L'homme tout à fait malheureux, l'homme réduit par l'abjection, la faim, la maladie, la peur, devient ce qu'il n'a plus de rapport avec soi, ni avec qui que ce soit, une neutralité vide, un fantôme errant dans un espace où il n'arrive rien, un vivant tombé au-dessous des besoins. Ce malheur peut être particulier, mais il concerne surtout le grand nombre. Qui a faim pour soi seul et vit dans le dénuement de l'injustice, au milieu d'un monde encore heureux et tranquille, a une chance d'être renvoyé à une solitude violente, à ces sentiments qu'on appelle mauvais, envie, honte, désir de se venger, de tuer, de se tuer, où il y a encore de l'espoir. La faim dont nous parle Knut Hamsun est une faim que l'orgueil peut nourrir.

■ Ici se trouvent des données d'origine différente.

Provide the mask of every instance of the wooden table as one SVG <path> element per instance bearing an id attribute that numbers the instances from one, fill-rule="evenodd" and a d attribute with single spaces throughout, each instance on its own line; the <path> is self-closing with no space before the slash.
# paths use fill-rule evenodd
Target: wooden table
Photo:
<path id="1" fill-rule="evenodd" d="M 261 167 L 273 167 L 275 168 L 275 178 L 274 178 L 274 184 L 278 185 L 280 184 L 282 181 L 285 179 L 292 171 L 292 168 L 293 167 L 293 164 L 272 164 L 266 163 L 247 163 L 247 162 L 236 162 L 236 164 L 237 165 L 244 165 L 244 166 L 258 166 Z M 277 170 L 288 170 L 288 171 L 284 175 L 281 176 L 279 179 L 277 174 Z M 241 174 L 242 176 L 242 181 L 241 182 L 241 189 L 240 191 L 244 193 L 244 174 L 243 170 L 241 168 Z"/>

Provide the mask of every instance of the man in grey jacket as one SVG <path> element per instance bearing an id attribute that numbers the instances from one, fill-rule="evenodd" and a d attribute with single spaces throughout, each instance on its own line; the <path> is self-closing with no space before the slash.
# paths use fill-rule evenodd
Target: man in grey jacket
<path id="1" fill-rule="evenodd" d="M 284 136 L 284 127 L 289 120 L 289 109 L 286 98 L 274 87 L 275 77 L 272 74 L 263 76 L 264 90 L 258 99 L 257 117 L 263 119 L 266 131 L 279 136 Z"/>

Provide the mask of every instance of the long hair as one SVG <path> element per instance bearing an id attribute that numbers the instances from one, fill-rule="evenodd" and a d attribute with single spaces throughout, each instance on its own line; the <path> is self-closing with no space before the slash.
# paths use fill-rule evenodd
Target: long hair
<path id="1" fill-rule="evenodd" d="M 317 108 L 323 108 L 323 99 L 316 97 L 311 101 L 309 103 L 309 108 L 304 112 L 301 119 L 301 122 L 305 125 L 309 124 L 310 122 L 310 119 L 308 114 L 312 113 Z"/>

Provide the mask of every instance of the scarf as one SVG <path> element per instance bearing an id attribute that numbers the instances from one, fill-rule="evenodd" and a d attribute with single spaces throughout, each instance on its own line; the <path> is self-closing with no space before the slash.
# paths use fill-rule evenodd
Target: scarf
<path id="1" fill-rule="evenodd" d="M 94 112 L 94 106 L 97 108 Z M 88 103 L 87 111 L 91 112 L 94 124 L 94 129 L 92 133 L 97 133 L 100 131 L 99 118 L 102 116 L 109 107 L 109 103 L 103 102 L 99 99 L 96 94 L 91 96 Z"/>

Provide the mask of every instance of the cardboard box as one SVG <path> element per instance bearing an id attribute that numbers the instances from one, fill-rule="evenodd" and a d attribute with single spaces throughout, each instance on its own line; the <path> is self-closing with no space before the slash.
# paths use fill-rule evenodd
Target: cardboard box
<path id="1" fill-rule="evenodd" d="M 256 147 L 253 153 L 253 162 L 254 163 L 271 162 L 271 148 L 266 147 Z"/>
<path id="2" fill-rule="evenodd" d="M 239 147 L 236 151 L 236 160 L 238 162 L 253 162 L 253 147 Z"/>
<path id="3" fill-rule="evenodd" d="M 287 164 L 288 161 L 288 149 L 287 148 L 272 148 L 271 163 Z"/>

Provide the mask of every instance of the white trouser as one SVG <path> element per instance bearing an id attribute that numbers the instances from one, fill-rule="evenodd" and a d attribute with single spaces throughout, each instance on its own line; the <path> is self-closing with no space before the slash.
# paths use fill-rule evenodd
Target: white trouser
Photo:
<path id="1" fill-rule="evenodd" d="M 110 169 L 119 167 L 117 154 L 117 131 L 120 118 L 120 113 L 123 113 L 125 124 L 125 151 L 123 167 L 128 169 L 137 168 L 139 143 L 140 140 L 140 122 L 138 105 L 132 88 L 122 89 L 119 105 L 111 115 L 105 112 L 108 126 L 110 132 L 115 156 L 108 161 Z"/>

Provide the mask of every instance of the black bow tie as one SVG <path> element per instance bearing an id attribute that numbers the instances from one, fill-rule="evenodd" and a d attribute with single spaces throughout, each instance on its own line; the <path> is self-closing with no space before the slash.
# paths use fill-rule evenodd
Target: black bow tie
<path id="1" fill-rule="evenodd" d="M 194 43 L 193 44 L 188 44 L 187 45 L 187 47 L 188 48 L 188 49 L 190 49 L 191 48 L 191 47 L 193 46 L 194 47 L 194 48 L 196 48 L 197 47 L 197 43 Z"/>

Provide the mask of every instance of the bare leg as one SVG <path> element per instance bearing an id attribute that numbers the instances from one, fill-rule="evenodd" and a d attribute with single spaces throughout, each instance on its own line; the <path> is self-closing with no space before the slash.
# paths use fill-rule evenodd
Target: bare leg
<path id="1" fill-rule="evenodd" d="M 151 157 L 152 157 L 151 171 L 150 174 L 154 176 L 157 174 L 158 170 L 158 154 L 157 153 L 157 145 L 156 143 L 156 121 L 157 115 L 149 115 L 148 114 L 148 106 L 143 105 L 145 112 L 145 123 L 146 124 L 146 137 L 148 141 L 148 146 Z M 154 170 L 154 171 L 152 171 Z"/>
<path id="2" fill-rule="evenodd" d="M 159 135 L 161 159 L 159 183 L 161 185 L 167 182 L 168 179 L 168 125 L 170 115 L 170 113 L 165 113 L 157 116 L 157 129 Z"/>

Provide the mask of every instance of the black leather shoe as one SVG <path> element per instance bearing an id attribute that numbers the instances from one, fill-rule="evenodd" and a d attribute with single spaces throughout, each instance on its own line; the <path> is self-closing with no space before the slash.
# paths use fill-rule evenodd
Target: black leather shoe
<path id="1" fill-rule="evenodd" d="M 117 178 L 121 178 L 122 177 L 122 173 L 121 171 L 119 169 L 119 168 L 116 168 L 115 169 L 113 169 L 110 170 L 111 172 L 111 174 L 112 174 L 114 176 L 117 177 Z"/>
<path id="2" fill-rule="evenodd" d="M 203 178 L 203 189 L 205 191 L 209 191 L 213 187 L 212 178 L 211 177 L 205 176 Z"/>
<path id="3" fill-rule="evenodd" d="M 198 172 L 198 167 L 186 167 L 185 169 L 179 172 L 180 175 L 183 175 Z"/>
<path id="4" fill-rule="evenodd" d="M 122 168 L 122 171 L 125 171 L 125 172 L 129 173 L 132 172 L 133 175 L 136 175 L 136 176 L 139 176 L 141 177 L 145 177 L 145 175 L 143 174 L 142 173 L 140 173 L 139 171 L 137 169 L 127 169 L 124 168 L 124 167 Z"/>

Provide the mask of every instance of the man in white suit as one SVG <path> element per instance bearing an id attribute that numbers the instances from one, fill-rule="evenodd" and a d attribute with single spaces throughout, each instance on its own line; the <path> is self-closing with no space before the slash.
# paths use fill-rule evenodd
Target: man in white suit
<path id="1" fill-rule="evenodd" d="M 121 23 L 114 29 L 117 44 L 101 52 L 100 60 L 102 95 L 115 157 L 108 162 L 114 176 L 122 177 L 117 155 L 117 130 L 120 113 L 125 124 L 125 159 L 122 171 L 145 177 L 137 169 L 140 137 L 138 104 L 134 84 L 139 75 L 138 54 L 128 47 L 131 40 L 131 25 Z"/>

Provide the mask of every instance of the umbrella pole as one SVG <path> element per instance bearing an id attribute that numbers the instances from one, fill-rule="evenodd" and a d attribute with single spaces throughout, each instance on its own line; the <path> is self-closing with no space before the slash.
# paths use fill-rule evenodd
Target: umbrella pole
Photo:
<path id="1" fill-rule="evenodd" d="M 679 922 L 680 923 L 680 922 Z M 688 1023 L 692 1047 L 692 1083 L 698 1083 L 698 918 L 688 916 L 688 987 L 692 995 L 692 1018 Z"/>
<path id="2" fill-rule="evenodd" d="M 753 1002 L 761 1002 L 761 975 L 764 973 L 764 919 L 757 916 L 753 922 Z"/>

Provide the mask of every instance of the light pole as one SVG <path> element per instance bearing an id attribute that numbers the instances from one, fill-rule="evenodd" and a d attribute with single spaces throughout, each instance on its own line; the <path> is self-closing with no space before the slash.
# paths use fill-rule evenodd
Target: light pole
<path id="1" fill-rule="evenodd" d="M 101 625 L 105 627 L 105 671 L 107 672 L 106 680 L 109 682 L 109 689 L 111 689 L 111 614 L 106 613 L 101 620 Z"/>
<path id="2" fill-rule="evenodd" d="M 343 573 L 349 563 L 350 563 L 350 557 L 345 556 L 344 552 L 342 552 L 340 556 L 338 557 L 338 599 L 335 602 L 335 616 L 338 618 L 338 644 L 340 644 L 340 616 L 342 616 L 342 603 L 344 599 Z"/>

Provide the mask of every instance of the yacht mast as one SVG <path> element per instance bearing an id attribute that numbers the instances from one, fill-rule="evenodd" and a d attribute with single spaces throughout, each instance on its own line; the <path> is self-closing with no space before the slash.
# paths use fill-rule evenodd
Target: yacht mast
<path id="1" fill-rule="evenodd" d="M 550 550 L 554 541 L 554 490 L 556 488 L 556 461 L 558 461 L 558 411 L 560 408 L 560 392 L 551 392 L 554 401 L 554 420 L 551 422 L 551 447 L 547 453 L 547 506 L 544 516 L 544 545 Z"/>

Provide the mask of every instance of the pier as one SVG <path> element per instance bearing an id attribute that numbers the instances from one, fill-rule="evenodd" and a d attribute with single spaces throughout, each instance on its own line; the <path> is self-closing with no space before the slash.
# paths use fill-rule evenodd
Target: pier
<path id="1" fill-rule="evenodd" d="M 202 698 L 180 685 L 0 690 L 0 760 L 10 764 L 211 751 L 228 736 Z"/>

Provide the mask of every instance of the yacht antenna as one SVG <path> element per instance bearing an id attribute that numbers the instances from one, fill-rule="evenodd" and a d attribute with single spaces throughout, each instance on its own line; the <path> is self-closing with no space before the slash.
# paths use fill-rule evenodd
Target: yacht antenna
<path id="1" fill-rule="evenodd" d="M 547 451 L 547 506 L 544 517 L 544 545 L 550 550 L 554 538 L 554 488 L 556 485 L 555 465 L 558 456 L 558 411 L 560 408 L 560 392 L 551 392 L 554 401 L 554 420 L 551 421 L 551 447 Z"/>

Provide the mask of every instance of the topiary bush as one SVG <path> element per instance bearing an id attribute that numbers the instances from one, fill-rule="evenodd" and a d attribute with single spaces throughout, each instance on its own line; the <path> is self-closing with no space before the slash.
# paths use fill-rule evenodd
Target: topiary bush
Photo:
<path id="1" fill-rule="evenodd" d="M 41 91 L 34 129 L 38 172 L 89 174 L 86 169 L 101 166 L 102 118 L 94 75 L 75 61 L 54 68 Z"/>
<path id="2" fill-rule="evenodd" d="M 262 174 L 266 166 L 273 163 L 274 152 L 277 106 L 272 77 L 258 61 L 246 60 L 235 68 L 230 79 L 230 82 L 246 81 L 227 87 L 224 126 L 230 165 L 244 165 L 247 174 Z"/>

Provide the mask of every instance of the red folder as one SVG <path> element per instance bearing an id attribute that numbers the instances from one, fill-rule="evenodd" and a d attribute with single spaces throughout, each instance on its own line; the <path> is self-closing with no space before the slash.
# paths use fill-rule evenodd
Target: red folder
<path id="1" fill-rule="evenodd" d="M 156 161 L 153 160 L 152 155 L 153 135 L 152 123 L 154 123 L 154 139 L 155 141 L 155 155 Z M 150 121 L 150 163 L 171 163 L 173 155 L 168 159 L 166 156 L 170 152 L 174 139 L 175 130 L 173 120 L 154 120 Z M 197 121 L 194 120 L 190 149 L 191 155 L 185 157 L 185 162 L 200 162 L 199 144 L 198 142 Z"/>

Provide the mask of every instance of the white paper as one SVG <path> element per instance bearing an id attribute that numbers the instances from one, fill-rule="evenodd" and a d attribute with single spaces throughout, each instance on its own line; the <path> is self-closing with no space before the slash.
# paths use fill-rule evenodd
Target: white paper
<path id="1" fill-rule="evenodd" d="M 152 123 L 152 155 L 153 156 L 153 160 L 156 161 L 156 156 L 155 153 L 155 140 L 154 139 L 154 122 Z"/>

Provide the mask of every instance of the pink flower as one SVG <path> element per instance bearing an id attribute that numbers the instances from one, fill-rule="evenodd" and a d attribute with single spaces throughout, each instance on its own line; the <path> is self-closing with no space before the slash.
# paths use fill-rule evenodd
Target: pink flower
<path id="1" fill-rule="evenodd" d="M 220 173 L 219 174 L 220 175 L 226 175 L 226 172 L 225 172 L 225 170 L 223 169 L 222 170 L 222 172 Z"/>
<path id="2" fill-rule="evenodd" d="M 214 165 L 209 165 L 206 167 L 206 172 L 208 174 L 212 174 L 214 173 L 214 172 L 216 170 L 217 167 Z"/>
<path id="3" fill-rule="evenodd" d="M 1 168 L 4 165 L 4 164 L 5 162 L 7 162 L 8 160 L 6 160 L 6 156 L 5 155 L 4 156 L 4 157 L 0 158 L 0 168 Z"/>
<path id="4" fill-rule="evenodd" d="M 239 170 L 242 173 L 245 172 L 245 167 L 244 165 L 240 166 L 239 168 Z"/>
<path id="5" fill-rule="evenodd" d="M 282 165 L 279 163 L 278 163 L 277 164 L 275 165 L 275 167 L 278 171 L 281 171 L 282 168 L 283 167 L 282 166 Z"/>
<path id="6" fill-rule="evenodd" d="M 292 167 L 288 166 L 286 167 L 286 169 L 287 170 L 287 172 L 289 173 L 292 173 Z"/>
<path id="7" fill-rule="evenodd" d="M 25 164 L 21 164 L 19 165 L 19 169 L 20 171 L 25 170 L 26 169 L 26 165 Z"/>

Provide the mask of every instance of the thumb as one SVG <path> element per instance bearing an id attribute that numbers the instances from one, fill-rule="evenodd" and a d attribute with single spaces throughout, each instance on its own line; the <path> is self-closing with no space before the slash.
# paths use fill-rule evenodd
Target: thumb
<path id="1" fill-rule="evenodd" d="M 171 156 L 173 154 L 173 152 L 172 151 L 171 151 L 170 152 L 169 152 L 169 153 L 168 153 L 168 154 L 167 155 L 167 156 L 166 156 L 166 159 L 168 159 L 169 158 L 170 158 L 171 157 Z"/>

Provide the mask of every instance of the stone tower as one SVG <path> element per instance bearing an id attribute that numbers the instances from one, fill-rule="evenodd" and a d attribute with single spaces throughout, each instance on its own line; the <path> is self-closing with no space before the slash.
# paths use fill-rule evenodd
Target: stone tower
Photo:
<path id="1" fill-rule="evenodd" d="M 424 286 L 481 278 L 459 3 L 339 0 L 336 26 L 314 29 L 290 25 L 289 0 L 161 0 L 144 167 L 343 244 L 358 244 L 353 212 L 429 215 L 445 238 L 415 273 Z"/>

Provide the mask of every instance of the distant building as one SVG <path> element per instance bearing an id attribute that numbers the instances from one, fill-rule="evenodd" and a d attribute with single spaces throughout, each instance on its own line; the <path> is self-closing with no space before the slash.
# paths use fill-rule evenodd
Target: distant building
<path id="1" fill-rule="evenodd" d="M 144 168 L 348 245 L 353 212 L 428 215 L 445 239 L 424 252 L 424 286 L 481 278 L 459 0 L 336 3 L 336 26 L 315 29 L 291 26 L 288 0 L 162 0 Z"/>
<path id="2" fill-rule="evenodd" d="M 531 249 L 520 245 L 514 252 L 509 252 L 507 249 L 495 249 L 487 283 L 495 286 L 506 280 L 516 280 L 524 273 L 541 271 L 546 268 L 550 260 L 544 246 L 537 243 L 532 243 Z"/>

Il semble que l'infini du nombre soit la vérité de cette autre sorte de malheur, mais il y a un point où ce qui est souffert ensemble, ne rapproche pas, n'isole pas, ne fait que répéter le mouvement d'un malheur anonyme, qui ne vous appartient pas, et ne vous fait pas appartenir à un espoir, mais c'est une dissemblance infinie, une oscillation sans niveau, une égalité sans rien d'égal. Et il n'est pas sûr qu'il soit nécessaire, pour s'approcher d'une telle situation, de recourir à ces exemples bouleversants et si vastes qu'a produits notre temps. Il est une fatigue dont on ne peut se reposer, qui consiste en ceci que l'on ne peut plus interrompre ce qu'on fait, travaillant toujours plus et, en somme, à la satisfaction générale : on ne peut plus être fatigué, se séparer de sa fatigue pour la dominer, la déposer et atteindre le repos. Ainsi la misère : le malheur. Il devient invisible et comme oublié. Il disparaît en celui qu'il a fait disparaître (sans porter atteinte à son existence), intolérable, mais toujours supporté, parce que celui qui le supporte n'est plus là pour l'éprouver en première personne.
L'homme souffrant et l'homme malheureux ou soumis à la misère sont devenus étrangers aux rapports maître-esclave qui constituent, au regard de leur situation, un statut presque prometteur. L'esclave a cette chance d'avoir un maître; le maître est aujourd'hui ce qu'il sert, il sera demain ce contre quoi il pourra se dresser. Il y a des esclaves sans maître, dont l'esclavage est tel qu'ils ont perdu tout maître, tout rapport avec le maître, tout espoir donc d'affranchissement, comme toute possibilité de révolte. Quand le maître est perdu, parce qu'il est devenu sans nom, un pur pouvoir irresponsable, introuvable, c'est déjà une situation extrêmement difficile, mais les puissances abstraites peuvent encore être nommées, le plus lointain et le plus insaisissable s'appelle un jour Dieu et la toute-puissance de Dieu finit par offrir prise à un combat décisif. Bien plus grave est l'esclavage qui est l'absence de l'esclave, la servitude des ombres, elle-même apparemment aussi légère qu'une ombre, là où le destin est sans poids et sans réalité. "Je me révolte, donc nous sommes", a dit Albert Camus dans une parole où il a mis toute la décision d'un espoir solidaire. Mais celui qui a perdu le pouvoir de dire "Je" est exclu de cette parole et de cet espoir.
Maurice Blanchot, L'Entretien infini : L'expérience-limite.